A major concern for the United Nations and humanitarian organizations is how the arrival of Israeli troops in Rafah will complicate providing aid to displaced Gazans. Israel announced Wednesday that it was reopening the Kerem Shalom border crossing, which has been closed since Hamas launched an attack last Sunday that killed four Israeli servicemen. Late on Wednesday, an Israeli military spokesman told Efe news agency that Israel had closed the crossing again, following an alleged new attack by Hamas. The Rafah crossing, the other route through which humanitarian aid enters the Strip, remains closed.
Humanitarian aid
The United Nations agency for Palestinian refugees (UNRWA) warns that no aid in the form of food or fuel is reaching Gaza, which is “disastrous for the humanitarian response,” said UNRWA spokeswoman Louise Wateridge. In the area around Kerem Shalom, which Israel claims to have reopened, “there are ongoing military operations and it is an active war zone. We are hearing continuous shelling in this area throughout the day,” she added. Israel has released a video taken with a drone showing the movement of trucks in Kerem Shalom.
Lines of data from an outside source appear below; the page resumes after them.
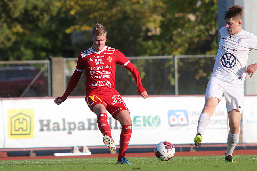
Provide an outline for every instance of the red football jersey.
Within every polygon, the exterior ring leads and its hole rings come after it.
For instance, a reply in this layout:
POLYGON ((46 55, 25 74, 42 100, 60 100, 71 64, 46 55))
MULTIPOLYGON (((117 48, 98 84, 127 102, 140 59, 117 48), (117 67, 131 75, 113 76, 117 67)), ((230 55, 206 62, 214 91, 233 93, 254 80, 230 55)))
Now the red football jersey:
POLYGON ((86 74, 86 91, 117 91, 115 88, 116 64, 124 66, 131 72, 136 81, 138 93, 145 91, 138 70, 118 49, 105 46, 99 52, 91 47, 81 53, 76 70, 86 74))

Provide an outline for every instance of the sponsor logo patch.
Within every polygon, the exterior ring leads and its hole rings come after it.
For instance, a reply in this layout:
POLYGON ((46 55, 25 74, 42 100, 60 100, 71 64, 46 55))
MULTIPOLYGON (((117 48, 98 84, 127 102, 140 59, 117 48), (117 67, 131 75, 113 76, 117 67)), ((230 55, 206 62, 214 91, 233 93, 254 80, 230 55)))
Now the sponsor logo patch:
POLYGON ((113 58, 111 56, 108 56, 107 57, 107 60, 109 62, 111 62, 112 61, 112 59, 113 58))

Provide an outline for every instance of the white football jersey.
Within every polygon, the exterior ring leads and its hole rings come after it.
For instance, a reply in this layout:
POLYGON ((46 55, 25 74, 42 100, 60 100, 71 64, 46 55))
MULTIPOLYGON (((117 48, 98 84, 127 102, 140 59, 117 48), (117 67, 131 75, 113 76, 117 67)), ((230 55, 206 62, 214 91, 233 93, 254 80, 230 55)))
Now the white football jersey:
POLYGON ((220 40, 212 75, 244 80, 248 54, 257 49, 257 36, 243 30, 230 35, 226 27, 220 30, 220 40))

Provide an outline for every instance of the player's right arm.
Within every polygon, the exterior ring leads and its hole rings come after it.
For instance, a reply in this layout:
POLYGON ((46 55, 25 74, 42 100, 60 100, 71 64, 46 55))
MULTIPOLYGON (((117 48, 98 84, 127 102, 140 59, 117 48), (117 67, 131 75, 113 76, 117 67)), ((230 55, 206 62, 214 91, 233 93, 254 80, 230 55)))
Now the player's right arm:
POLYGON ((83 71, 79 71, 77 70, 74 71, 71 77, 67 88, 63 95, 61 97, 56 97, 54 101, 55 103, 60 105, 66 100, 77 85, 83 73, 83 71))

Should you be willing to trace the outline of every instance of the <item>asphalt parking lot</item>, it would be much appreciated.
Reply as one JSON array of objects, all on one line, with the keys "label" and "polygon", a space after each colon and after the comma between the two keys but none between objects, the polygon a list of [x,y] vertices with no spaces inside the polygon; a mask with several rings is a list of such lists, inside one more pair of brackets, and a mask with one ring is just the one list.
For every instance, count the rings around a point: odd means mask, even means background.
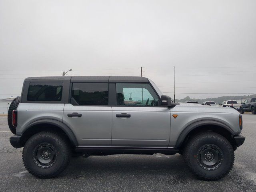
[{"label": "asphalt parking lot", "polygon": [[7,116],[0,116],[0,191],[256,191],[256,115],[243,115],[244,144],[231,172],[214,182],[197,180],[182,156],[118,155],[73,158],[58,178],[39,179],[26,170],[22,148],[10,144]]}]

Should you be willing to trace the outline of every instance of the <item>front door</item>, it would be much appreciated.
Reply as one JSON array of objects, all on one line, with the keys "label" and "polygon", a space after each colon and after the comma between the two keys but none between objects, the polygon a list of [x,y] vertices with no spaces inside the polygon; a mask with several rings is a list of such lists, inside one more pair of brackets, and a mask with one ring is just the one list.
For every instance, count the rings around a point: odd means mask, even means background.
[{"label": "front door", "polygon": [[63,122],[82,146],[110,146],[112,110],[107,83],[73,83],[70,104],[65,104]]},{"label": "front door", "polygon": [[148,83],[116,83],[112,146],[167,147],[170,112]]}]

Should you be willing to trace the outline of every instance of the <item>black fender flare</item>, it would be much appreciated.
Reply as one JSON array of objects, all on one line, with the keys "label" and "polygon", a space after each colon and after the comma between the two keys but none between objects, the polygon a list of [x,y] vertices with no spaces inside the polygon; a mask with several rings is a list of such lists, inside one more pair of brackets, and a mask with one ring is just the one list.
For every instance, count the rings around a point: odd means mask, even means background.
[{"label": "black fender flare", "polygon": [[78,146],[78,144],[76,138],[71,129],[66,125],[62,122],[57,120],[50,119],[44,119],[37,120],[31,123],[28,125],[25,129],[22,131],[21,136],[28,130],[30,127],[36,125],[40,124],[50,124],[58,127],[62,130],[66,134],[71,142],[71,144],[74,146]]},{"label": "black fender flare", "polygon": [[184,140],[193,130],[200,126],[208,125],[213,125],[221,127],[228,131],[232,135],[234,136],[237,134],[230,127],[222,122],[215,120],[202,120],[192,123],[183,130],[178,138],[175,147],[179,147],[181,146]]}]

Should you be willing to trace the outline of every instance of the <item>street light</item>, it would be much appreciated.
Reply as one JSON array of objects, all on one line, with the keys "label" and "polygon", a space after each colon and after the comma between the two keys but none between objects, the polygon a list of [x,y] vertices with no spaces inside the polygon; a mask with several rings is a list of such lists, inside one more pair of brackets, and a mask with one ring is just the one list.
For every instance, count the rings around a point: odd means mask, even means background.
[{"label": "street light", "polygon": [[70,69],[69,70],[68,70],[68,71],[67,71],[66,73],[64,71],[63,72],[63,76],[65,76],[65,75],[69,71],[71,71],[72,70],[71,69]]}]

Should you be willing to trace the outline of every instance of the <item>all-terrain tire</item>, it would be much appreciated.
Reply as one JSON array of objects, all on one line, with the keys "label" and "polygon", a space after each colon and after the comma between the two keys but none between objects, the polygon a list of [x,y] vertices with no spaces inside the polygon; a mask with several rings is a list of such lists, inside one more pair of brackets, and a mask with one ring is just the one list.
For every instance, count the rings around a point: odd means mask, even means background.
[{"label": "all-terrain tire", "polygon": [[[40,148],[47,145],[54,149],[55,154],[55,162],[48,166],[43,164],[39,160],[41,154],[44,154],[39,152],[42,152]],[[56,133],[44,131],[33,135],[27,141],[23,148],[22,159],[25,167],[32,175],[39,178],[53,178],[68,165],[71,154],[71,148],[66,139]]]},{"label": "all-terrain tire", "polygon": [[12,125],[12,111],[17,109],[20,102],[20,98],[17,97],[12,100],[11,104],[10,105],[10,107],[8,110],[8,115],[7,116],[8,125],[10,130],[14,135],[16,134],[16,128]]},{"label": "all-terrain tire", "polygon": [[[206,165],[208,162],[203,162],[211,160],[205,157],[208,157],[208,148],[210,151],[212,146],[219,153],[215,158],[218,158],[219,160],[216,160],[220,163],[216,163],[218,166],[216,167],[208,166]],[[202,152],[204,149],[206,149]],[[234,161],[234,149],[230,142],[222,136],[213,132],[203,132],[191,138],[184,149],[183,156],[190,170],[203,180],[216,180],[224,177],[232,169]]]},{"label": "all-terrain tire", "polygon": [[240,107],[239,108],[239,112],[241,113],[241,114],[244,114],[244,112],[243,111],[243,108],[242,107]]}]

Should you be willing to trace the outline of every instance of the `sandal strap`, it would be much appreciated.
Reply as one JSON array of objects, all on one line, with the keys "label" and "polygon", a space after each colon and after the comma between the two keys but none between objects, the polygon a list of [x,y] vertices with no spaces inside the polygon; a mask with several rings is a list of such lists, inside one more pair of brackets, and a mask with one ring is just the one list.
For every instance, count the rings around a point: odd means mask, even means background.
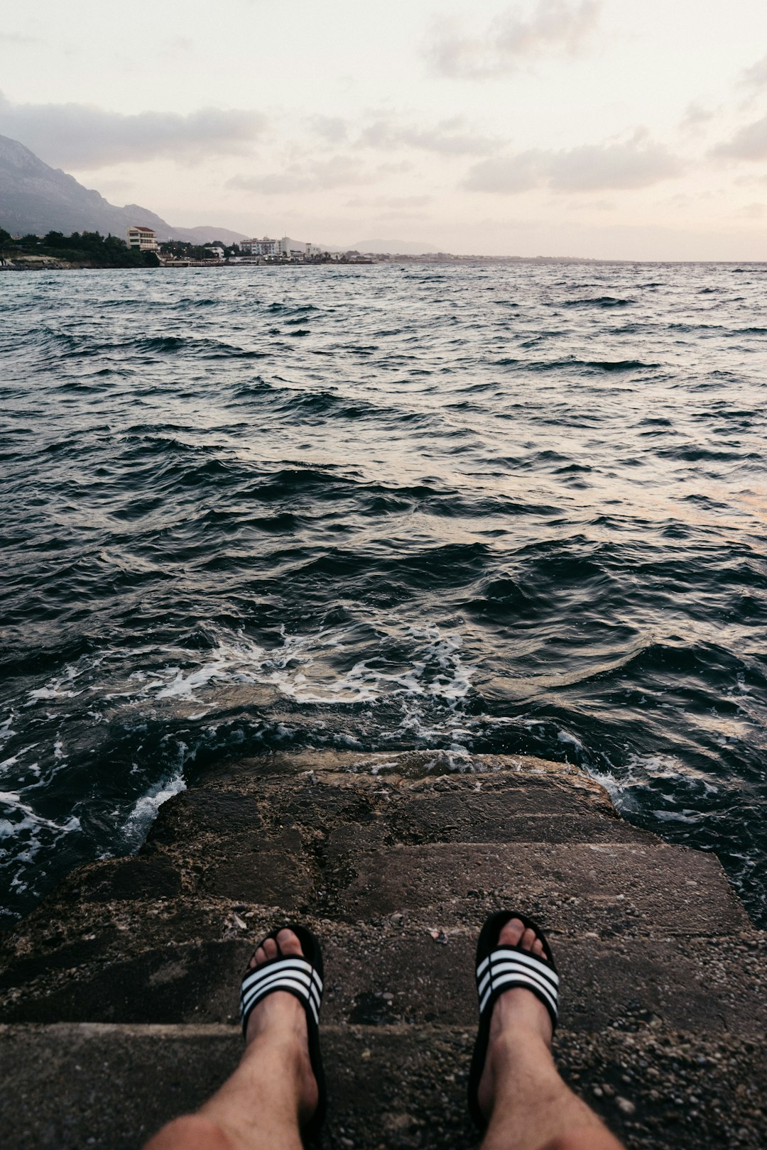
[{"label": "sandal strap", "polygon": [[498,995],[513,987],[536,991],[557,1018],[559,975],[555,971],[529,951],[498,946],[477,966],[480,1013],[483,1014],[488,1006],[492,1009]]},{"label": "sandal strap", "polygon": [[254,1006],[275,990],[294,995],[310,1010],[314,1021],[320,1022],[322,979],[307,959],[296,956],[273,959],[245,975],[239,997],[243,1028]]}]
“Without fuel all humanitarian operations will stop. Hospitals in the south of Gaza only have three days of fuel left, which means services may soon come to a halt,” Tedros Adhanom Ghebreyesus, director general of the World Health Organization, stated on X. “One of the three hospitals in Rafah, Al-Najjar, is no longer functioning due to the ongoing hostilities in its vicinity and the military operation in Rafah.”
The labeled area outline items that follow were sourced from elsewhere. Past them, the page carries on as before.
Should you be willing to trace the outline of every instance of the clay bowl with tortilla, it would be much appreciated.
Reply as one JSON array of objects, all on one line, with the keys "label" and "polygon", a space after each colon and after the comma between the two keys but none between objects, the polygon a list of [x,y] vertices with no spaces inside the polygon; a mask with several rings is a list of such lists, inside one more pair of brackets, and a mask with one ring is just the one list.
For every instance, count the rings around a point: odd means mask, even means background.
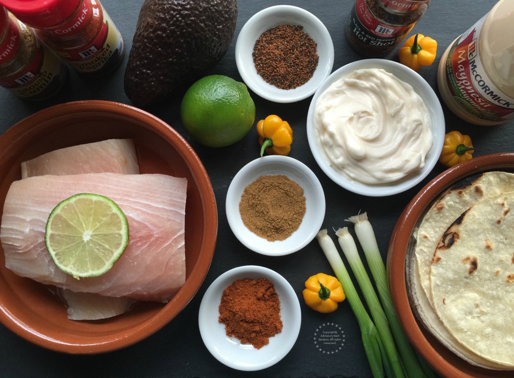
[{"label": "clay bowl with tortilla", "polygon": [[394,305],[414,348],[443,376],[514,376],[513,191],[514,153],[475,157],[429,183],[393,230]]},{"label": "clay bowl with tortilla", "polygon": [[141,301],[101,320],[68,318],[64,303],[49,288],[5,266],[0,248],[0,321],[37,345],[59,352],[93,354],[134,344],[171,321],[196,293],[214,254],[217,213],[210,181],[191,146],[173,128],[124,104],[80,101],[49,107],[20,121],[0,136],[0,209],[21,178],[22,161],[58,149],[114,138],[131,138],[141,173],[188,179],[185,215],[186,281],[167,303]]}]

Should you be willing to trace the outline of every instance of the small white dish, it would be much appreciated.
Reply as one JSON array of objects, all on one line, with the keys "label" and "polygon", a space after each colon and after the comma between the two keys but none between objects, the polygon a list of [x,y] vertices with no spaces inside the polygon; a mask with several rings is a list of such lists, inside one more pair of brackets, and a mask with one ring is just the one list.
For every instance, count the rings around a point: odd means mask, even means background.
[{"label": "small white dish", "polygon": [[[431,120],[434,141],[425,167],[402,179],[391,183],[370,184],[351,179],[333,167],[326,156],[314,127],[314,108],[320,95],[334,81],[347,76],[357,69],[382,68],[411,85],[427,105]],[[384,89],[385,90],[385,89]],[[333,181],[354,193],[372,197],[396,194],[410,189],[420,182],[433,169],[443,149],[445,123],[444,113],[435,92],[417,73],[400,63],[385,59],[364,59],[349,63],[335,70],[319,87],[313,97],[307,116],[307,137],[310,150],[320,168]]]},{"label": "small white dish", "polygon": [[[239,203],[245,188],[257,178],[278,174],[285,175],[303,189],[306,212],[300,227],[291,236],[270,242],[245,226]],[[318,177],[305,164],[288,156],[268,155],[252,160],[234,176],[227,192],[225,210],[232,232],[247,248],[262,255],[283,256],[301,249],[314,239],[325,217],[325,195]]]},{"label": "small white dish", "polygon": [[[291,89],[280,89],[265,81],[257,73],[252,56],[261,34],[284,24],[303,26],[303,31],[317,44],[319,57],[310,80]],[[255,94],[275,102],[295,102],[314,94],[330,75],[334,65],[334,44],[325,25],[312,13],[291,5],[276,5],[255,13],[243,26],[235,44],[235,62],[245,83]]]},{"label": "small white dish", "polygon": [[[267,278],[280,300],[283,328],[260,349],[227,336],[225,325],[218,320],[223,291],[234,281],[244,278]],[[218,277],[207,289],[200,304],[200,335],[207,349],[220,362],[233,369],[247,371],[269,367],[282,359],[295,345],[300,333],[301,311],[298,297],[291,285],[277,272],[262,266],[234,268]]]}]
Faced with the uncertainty of a potential more destructive military advance, around 10,000 people have left their homes or tents since Monday for a place they consider safer, according to UNRWA data, after Israel issued evacuation orders to the inhabitants of several neighborhoods in eastern Rafah. However, there is no safe zone in Gaza, according to citizens and humanitarian organizations, contradicting the maps with which Israel tries to guide the evacuations — particularly to the Al Mawasi encampment area north of Rafah — which in reality are forced population displacements considered illegal by the United Nations.
“In Rafah I saw amputee children living in tents because the hospitals were full. Those children are now being told, along with many others, to go to areas like Al Mawasi, which are considered safe. There, UNICEF reported a couple of weeks ago the case of a boy, Mustapha, who left home to get parsley for dinner and was shot in the head. Mustapha was killed in the so-called safe zone of Al Mawasi,” James Elder, spokesman for the UN agency, said from Geneva on Monday.
Mohamed Al Najjar sends EL PAÍS a video of a deserted street in Rafah, with shuttered stores, full of garbage, and with the wind blowing plastic bags among the squawking of birds. “This street was crowded until two days ago!”